Lobbying group EU Travel Tech has thrown its support behind a plea to Facebook and Google to help the French tourism sector.
In an open letter to the two U.S. giants (in French), signed by 20 France-based operators, agents and organizations, the companies say Facebook and Google have participated in the returns but have so far not been prepared to share the pain brought about by the coronavirus pandemic.
EU Travel Tech, which counts a string of major online travel agencies and the global distribution systems as members, describes the “call for action” from the French travel sector as a legitimate one.
It says in a statement: “It’s about time to set up a policy framework that restores a competitive and fair online travel market. EU Travel Tech has longstanding concerns about Google’s practices of leveraging on its dominance in the online search market to give self-preference and prominent display to its own products at the expense of rival services, making travel Google’s biggest vertical in terms of ad revenue.”
In the open letter to Facebook and Google, signatories from companies including Evaneos, HomeExchange, Maeva and MisterFly, say they have always been promised a return on investment on their advertising on the platforms but have received no revenue from their investments between January and mid-March.
The letter calls for the U.S. platforms to either cancel payments for already billed campaigns or suggest some form of repayment.
It also asks for future marketing campaigns in 2020 and 2021 to be discounted.
The signatories point out that the companies derive 80% of their revenue from advertising with the tourism industry representing between 10 and 15% of that.
EU Travel Tech adds: “The long-term impact of such abuse on consumers and competition in travel is a major worry, resulting in less choice and higher prices for consumers. We see a real opportunity at EU level to sort this through regulatory action, in particular in the upcoming Digital Services Act.”
It is not the first time that various elements from the travel sector have called on Google for help.
A petition, started by Arival on behalf of the tours and activities segment in March, called on Facebook and Google to credit providers for advertising spend on their platforms between mid-January and mid-March.
Facebook promised $100 million to help small businesses, while in late March Google promised $340 million in ad credits for small and medium sized businesses.
Many, including outdoor accommodation OTA Pitchup, voiced concern that this would not be enough for their businesses to survive.

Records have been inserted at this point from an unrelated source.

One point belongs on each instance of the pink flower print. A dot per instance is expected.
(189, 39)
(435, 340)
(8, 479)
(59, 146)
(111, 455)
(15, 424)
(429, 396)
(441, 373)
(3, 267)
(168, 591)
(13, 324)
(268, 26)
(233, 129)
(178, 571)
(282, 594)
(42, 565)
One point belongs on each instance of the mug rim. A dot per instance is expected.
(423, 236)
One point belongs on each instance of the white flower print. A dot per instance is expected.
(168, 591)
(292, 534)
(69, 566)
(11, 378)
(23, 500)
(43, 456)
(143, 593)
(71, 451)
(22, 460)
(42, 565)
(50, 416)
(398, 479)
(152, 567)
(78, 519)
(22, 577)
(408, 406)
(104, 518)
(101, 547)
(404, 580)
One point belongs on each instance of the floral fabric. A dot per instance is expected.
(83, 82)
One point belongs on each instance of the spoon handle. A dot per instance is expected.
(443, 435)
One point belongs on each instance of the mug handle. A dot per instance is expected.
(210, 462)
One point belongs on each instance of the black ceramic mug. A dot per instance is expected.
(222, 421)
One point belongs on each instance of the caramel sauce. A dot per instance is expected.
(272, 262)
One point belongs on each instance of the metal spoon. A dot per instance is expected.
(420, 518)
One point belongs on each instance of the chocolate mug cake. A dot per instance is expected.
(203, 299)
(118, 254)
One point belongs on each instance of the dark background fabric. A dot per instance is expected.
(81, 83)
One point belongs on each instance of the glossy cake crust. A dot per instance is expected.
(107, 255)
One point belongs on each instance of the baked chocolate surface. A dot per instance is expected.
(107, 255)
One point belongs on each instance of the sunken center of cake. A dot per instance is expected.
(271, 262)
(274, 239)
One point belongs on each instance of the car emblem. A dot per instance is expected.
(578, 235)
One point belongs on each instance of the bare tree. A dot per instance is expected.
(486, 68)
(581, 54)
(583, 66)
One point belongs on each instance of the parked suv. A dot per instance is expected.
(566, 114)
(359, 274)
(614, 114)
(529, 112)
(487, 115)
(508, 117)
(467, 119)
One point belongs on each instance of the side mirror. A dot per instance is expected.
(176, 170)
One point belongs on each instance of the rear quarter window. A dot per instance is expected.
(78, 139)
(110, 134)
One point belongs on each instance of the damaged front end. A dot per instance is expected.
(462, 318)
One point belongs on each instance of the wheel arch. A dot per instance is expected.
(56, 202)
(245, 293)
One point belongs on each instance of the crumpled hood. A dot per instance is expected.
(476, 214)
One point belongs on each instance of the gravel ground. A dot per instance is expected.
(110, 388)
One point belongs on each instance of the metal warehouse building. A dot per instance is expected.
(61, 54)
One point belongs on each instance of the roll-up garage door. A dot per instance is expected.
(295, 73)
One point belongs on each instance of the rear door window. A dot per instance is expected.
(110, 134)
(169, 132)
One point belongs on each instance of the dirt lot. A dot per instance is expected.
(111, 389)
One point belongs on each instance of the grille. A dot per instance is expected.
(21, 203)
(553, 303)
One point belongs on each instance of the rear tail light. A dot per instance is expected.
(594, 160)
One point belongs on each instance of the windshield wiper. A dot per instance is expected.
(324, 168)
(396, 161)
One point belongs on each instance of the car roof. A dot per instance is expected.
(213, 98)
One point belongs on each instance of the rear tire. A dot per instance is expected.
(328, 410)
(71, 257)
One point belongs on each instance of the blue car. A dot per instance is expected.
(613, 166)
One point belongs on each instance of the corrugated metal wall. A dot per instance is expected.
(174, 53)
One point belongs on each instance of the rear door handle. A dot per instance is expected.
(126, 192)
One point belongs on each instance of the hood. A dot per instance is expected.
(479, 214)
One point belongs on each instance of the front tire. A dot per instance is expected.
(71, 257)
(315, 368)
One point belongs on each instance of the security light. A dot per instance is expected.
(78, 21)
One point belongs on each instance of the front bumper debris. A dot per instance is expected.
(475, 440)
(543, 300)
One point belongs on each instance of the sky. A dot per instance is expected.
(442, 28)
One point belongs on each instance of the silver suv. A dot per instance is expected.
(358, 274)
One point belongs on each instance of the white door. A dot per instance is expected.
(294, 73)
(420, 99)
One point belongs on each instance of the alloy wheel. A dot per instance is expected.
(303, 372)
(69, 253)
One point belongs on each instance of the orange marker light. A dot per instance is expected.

Dan Yates, the company’s founder said at the time: “It’s good news that Google Ads has now brought forward a scheme for advertisers, intended ‘to alleviate some of the cost of staying in touch with customers’ arising from coronavirus. However, given the brutal impact of this crisis on most sectors, the scale of this scheme is disappointing to say the least."
More recently German travel startups, including GetYourGuide, Trivago and Omio, asked Google for easier terms on advertising payments.
A Google spokesperson says:
"Our travel partners are facing unprecedented challenges and we’re working with partners to help protect their businesses, including assisting them with search insights, as well as surfacing their cancellation policies in our travel products and, for all hotel ads partners globally, using our “pay per stay” feature to shift the cancellation risk from our partners to us."